Traders had placed bets on a 2015 Fed funds rate hike for the first time in almost a decade. However, now they are pushing back the expectations until March of next year. The probability assigned to the rate hike is down to 56%, which makes it barely better than a game of rocks, paper, and scissors.

The Fed’s decision to hold the rates at current levels in September undermined investor’s confidence of a rate hike this year. This is despite the fact that Fed Chair Janet Yellen was among the policy makers who considered a boost in rates likely in 2015.

According to Gary Pollack, the fed have been optimistic about the forecasted growth rate. However, the market is signaling lower growth expectations down the road. As a result it is highly unlikely that the Fed will raise rates this year. Pollack manages $12 billion for Deutsche Bank AG’s Private Wealth Management unit in New York.

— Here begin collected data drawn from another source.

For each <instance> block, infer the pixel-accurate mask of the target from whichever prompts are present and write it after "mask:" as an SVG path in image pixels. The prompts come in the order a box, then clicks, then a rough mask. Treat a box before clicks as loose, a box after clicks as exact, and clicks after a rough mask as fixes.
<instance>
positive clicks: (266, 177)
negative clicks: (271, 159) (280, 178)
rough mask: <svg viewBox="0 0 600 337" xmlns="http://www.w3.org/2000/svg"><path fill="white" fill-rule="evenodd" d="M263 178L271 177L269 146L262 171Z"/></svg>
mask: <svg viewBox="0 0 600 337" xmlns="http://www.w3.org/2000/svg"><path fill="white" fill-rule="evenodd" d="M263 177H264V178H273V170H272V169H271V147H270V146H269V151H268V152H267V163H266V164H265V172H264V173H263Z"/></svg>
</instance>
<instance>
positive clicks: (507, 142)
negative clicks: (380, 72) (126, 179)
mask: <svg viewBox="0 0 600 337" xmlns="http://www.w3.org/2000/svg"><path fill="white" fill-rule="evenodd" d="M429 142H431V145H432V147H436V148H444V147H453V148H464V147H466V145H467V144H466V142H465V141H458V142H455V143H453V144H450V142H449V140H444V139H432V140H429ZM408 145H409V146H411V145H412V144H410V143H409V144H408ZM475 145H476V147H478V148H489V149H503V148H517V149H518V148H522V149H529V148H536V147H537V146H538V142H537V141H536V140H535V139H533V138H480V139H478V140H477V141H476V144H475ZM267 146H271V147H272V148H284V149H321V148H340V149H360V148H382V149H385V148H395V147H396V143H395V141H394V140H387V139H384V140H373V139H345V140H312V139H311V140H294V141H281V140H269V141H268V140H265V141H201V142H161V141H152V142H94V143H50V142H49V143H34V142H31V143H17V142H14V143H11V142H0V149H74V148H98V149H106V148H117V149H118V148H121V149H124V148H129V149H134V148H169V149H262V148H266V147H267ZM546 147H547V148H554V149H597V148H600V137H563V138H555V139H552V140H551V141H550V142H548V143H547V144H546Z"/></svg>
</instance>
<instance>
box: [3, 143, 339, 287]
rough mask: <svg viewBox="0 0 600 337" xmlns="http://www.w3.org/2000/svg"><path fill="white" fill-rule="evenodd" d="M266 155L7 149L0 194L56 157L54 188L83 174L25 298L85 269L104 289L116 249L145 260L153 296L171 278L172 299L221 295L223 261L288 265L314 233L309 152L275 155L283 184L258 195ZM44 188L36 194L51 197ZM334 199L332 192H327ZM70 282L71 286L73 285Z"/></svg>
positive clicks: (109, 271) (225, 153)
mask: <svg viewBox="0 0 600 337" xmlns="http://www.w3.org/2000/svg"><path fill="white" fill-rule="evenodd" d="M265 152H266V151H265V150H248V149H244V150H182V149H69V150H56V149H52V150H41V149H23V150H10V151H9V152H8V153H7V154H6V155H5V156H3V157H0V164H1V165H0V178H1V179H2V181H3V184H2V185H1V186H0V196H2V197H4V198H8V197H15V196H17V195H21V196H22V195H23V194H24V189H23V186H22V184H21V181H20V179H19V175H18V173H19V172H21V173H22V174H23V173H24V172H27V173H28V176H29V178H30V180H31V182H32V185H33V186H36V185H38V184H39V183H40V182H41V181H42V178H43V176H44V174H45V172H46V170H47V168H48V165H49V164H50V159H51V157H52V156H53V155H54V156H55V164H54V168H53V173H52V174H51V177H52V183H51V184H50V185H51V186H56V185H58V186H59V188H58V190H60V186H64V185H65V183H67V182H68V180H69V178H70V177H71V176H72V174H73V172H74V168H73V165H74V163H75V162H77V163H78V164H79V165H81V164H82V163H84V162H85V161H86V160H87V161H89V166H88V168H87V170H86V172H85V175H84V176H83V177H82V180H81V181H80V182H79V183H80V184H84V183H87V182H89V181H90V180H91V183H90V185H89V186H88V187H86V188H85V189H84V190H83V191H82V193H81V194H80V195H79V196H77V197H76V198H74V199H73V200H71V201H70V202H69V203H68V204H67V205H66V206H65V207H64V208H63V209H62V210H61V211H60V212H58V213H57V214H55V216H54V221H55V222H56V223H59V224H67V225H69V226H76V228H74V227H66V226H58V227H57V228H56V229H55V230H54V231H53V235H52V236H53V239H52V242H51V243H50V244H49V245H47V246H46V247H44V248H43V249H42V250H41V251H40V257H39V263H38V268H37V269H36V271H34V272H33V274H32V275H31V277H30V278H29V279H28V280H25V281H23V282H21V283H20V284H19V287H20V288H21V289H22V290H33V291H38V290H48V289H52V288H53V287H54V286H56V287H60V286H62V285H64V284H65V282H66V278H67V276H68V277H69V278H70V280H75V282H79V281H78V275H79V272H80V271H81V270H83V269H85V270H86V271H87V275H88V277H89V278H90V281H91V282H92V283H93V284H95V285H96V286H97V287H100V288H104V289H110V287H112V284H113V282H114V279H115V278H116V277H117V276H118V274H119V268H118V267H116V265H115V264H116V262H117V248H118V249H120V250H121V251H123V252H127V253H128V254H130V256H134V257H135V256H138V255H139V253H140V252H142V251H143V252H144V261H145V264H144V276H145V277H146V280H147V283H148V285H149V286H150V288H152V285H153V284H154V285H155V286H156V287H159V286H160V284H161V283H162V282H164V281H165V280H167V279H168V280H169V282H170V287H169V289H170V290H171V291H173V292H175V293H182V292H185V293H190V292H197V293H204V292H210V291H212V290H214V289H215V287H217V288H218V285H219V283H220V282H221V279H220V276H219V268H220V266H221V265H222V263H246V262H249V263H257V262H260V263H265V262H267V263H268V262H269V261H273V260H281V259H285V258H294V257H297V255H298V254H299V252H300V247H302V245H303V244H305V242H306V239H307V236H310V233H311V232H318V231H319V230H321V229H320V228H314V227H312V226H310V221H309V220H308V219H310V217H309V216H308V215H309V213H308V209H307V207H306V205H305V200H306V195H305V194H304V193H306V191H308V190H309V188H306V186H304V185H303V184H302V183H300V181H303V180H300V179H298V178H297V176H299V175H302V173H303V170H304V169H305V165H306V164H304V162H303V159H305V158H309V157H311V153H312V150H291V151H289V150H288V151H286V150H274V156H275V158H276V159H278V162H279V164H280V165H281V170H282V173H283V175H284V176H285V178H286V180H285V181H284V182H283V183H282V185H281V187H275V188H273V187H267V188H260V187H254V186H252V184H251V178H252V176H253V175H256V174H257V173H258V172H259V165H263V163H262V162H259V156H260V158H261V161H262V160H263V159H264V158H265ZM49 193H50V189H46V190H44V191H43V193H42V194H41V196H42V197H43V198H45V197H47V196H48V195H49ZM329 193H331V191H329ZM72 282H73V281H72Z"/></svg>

Last month, around 142,000 new jobs were added in the US that followed an increase of 136,000 jobs in August. This was revised down from the expected addition of 201,000 and 173,000 jobs in August and September respectively.

The Fed will have two more policy meetings on rates this year. The next decision will be made on Oct. 28 followed by an announcement on Dec. 16.

According to Peter Tchir of Brean Capital LLC, an increase in the Fed funds rate is highly unlikely this year, and it would be a policy mistake if the Fed does decide to increase the rates.

Recent macroeconomic conditions had heightened the prospect that the Fed will raise the funds this year. However, most traders now believe that the Fed will increase the rates in March next year.

Jim Vogel, head of FTN Financial Capital Markets in Memphis, states that market factors are signaling that any increase in the Fed rates will occur much later down the road. Traders now see a mere 33% probability that the Fed will increase rates in December this year, down from 60% a month earlier. The likelihood of an increase in Fed fund rate in January is about 41% with the assumption that the rates will average 0.375% after the increase.

BNP Paribas SA, one of the primary dealers that trade with the Fed, stated in a bank note that it now sees a rate liftoff in March next year, compared with previous projections that there was a 60% chance of increase in fed rates in December this year.

Priya Misra, who heads TD Security’s global interest strategy in New York, stated that the current situation is clearly bad for the bond market and that is why you are seeing this big reaction from the market.

Due to the record low rates, the benchmark yield on Treasury bonds touched 1.9% which is the lowest since August 24. The yields on two year Treasuries also have dropped by 7 basis points to 0.58%, which represents the steepest decline in rates since the Fed’s decision to hold the rates last month.